Friday, June 29, 2007

Summary Execution

I find myself coming across strange files on occasion. Crowded folders, shady thrice nested system dirs and the like are filled with them. Usually system files, files whose nature and purpose I might not know. To get to know such individuals, there are several built-in tools I might employ. I could run file on them, cat them, tail them, head them, run ls -lh in the folder, et al. But this takes too many steps. I want one command. And if I can get what I want in 5 steps, I can get it in one. It is the Linux way.

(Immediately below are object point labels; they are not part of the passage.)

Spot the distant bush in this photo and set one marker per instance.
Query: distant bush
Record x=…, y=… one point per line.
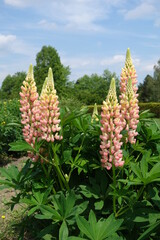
x=153, y=107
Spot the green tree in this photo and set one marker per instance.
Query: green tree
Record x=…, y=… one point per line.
x=146, y=90
x=48, y=57
x=93, y=89
x=11, y=85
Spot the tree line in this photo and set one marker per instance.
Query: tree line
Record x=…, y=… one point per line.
x=84, y=91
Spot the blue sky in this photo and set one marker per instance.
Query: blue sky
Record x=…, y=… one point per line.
x=89, y=35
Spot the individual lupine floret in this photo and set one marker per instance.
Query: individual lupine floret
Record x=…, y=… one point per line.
x=111, y=130
x=49, y=111
x=30, y=108
x=95, y=113
x=128, y=72
x=130, y=111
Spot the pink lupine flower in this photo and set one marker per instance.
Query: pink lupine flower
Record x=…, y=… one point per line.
x=128, y=72
x=49, y=123
x=95, y=114
x=128, y=99
x=29, y=108
x=111, y=128
x=130, y=112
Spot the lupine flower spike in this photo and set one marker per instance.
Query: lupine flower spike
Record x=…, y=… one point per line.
x=128, y=72
x=129, y=104
x=29, y=108
x=49, y=110
x=128, y=98
x=111, y=130
x=95, y=113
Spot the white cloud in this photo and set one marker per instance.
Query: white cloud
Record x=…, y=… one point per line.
x=6, y=40
x=71, y=14
x=12, y=44
x=16, y=3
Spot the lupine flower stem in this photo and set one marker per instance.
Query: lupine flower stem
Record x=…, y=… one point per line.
x=59, y=172
x=114, y=185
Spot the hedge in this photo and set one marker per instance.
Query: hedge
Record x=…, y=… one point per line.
x=154, y=107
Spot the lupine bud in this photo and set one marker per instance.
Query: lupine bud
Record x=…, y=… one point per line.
x=29, y=108
x=128, y=98
x=95, y=113
x=111, y=128
x=130, y=113
x=50, y=111
x=128, y=72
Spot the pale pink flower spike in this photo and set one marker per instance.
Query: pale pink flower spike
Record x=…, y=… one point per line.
x=111, y=131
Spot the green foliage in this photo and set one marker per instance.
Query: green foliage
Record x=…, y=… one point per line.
x=91, y=89
x=152, y=106
x=10, y=126
x=101, y=230
x=46, y=58
x=149, y=90
x=11, y=86
x=68, y=196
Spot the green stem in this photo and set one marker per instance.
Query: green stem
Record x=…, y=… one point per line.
x=114, y=185
x=140, y=192
x=81, y=144
x=61, y=177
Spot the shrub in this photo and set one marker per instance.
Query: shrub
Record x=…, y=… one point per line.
x=10, y=127
x=152, y=106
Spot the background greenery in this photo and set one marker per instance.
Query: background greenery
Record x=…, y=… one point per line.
x=84, y=91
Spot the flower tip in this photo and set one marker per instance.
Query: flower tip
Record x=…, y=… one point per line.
x=30, y=71
x=112, y=84
x=128, y=54
x=50, y=73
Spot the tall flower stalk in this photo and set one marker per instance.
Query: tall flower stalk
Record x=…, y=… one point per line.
x=49, y=111
x=128, y=99
x=111, y=130
x=30, y=109
x=111, y=135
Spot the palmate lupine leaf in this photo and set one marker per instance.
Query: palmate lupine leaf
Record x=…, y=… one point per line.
x=98, y=230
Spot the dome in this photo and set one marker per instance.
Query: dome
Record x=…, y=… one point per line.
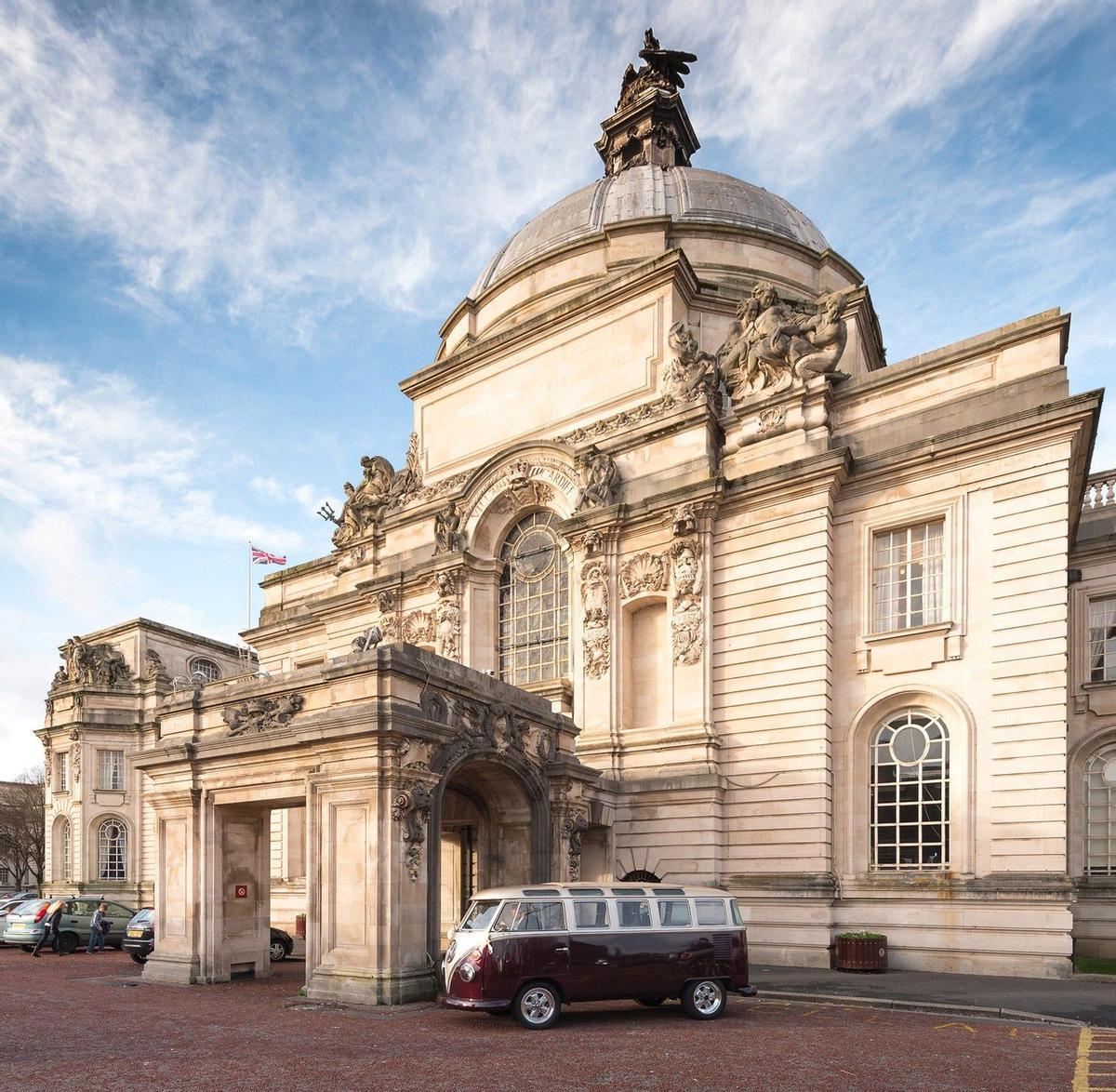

Thus I created the "summarize" function. It's a simple script that basically just grabs data using the methods I listed above, and formats them into an easy-to-read summary. Right now, it consists of:
# A command to provide lots of
# info about a file at glance!
FILE=`file $1`
echo "$FILE has `wc -l $1 | cut -d" " -f1` lines." &&
echo -e "\e[1;34mOwned by: \e[0m`ls -l $1 | cut -d" " -f3`" &&
echo -e "\e[1;34mGroup: \e[0m`ls -l $1 | cut -d" " -f4`" &&
echo -e "\e[1;34mSize: \e[0m`ls -lh $1 | cut -d" " -f5`" &&
echo "**********************************"
echo -e "\e[1;34mTop bits: \n \e[0m" &&
head -n 5 $1 &&
echo "" &&
echo -e "\e[1;34mBottom bits: \n \e[0m" &&
tail -n 5 $1
exit 0
One handy thing I learned while writing this was how to display text in chosen colors in bash, using the "echo -e" syntax. I find this makes it easier for my eye to quickly move to different fields.

You can also add something like this to your .bashrc:
alias summarize='/location/of/script/'

Example output on a test .txt file (screenshot to show colors. Your base text color will be different):

[EDIT, 07/03/07]: It is also useful to add contextual lines to the head and tail output. This can be done via:

head -n 5 $1 | nl -b a
nl -b a $1 | tail -n 5
This prints the first and last five lines, numbered according to the number of lines in the entire file. I find this makes it much easier to immediately see how long the file is. (Additional note: without the "-b a" option, nl will print lines for each textual line, skipping blank ones. I myself would rather the blank lines also be included, as this is standard practice.)